住宅の空間には、空間全体に繋がりはあるものの、使途によって、

●扉で、意図的に部屋を区切る
●素材の変化から、意識を変える空気感を作る
●段差を設け、異なる空間意識を高める

色々な方法があるかと思います。

90年代に出版された書籍ですが、
今なお大切に読み返すことがあります。
習慣の原点を知ること
住まう空間には、意味があることを教えてくれる教本、90年代の書籍ですので、現状当たり前になったスタイルも、こちらを記された時には、予見されながら記載された文章もあり、
逆に先見の明を感じながら拝読する昨今です。


表紙のイラストも素敵で
横線が、境界線に足を入れるかのような
想像を豊かにさせてくれます。
シンプルな書籍、
インテリア小物のような一冊も兼ねております。

けれども、内容には、深さがあり
日本人の住まいの歴史が紐解けます。

書籍では、
框について、沢田智子さんが、日本特有の玄関を面白い着眼点から西洋のしつらいと比較されていらっしゃいます。

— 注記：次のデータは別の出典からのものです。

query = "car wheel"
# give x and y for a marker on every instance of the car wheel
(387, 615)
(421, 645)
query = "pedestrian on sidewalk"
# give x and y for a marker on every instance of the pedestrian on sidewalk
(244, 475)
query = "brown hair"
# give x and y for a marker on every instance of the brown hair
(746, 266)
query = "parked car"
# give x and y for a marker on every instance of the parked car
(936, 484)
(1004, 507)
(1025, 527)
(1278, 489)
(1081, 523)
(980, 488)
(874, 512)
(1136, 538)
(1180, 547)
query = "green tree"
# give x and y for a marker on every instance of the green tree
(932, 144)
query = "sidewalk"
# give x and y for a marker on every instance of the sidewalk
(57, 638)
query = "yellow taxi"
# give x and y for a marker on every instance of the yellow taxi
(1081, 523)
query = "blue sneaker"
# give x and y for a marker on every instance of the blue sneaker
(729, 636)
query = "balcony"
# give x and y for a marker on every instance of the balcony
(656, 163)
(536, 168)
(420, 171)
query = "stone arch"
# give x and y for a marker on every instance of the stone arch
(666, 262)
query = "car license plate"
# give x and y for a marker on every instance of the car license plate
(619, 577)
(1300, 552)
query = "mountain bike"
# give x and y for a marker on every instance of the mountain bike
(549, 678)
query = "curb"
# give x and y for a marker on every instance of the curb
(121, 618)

外と中の境界線が、框の上を室内、下を外というように考えると、内外の境界線は框の段差
一方で、内外は、扉で区別する西洋

そこに、履物を脱ぐかどうかという慣例を加えると
框の段差こそ昔の家屋より、低くなった昨今でも、日本人は、框で外と中の区別を、無意識につけていることがわかります。
素材については触れられてはおりませんでしたが、
関心を深めたことは

どうぞ、おあがりください

そうなんですよね、お上がりください
私たちは、上がる  と、無意識に伝えているということなのですよね。
框の段差から、上がるという言葉があり、そこで靴を脱ぐ、という一連の動作が整えられる。

本当に無意識の行為です。改めて言葉にする方が違和感がありますよね。

自由な住居の昨今では、住まい方も様々と思います。
お入りください
という場合もあると思います。
沢田知子さんは、入るという表現を、玄関の扉に境界線がある海外の考え方で、捕らえていらっしゃいました。

なるほど、
腑に落ちます。

また、段差は、框だけではなく、我が家の場合
段差と、畳の部屋が、
偶然にも、揃った場所があるのですが


畳に上がる時には、スリッパも脱ぐことが当たり前に。

家のラグスペースや、カーペットのお部屋でも脱ぐことが多くないでしょうか。

どこにも決まりはなく慣例なのですよね。読後に考えても、

無意識でしている

という行為です。

沢田知子さんは、この当時から進み始めた
バリアフリー住宅になると、靴や、スリッパの脱ぎ履きがどのようになるか
という課題で、文章を将来につなげていらっしゃいましす。

清潔度も、記されており、ここにも共感しております。
土間    <    板張り    <     畳
このような意識、確かにありますよね、

家づくりの時、正しいことはないとしても、ゼロから作り上げる時、
何故だろう、という疑問は小さなことに出るもので、なんとなくそうなのかな、
と、曖昧にせず、その意味を知って、自分の理想が叶うか、プロの方と考えていくことは、住み心地に大きく影響するかと思います。

框の高さは年追うたびに低くなる傾向にもありますが、やはり、外と中を区別する境界線として、靴を脱ぐことの目安の場所。

こんな小さなことから考えてみることも、家づくりの楽しみかなと思います。


少し、専門的な言葉も綴りましたが
お読みくださり、ほんとうにありがとうございます。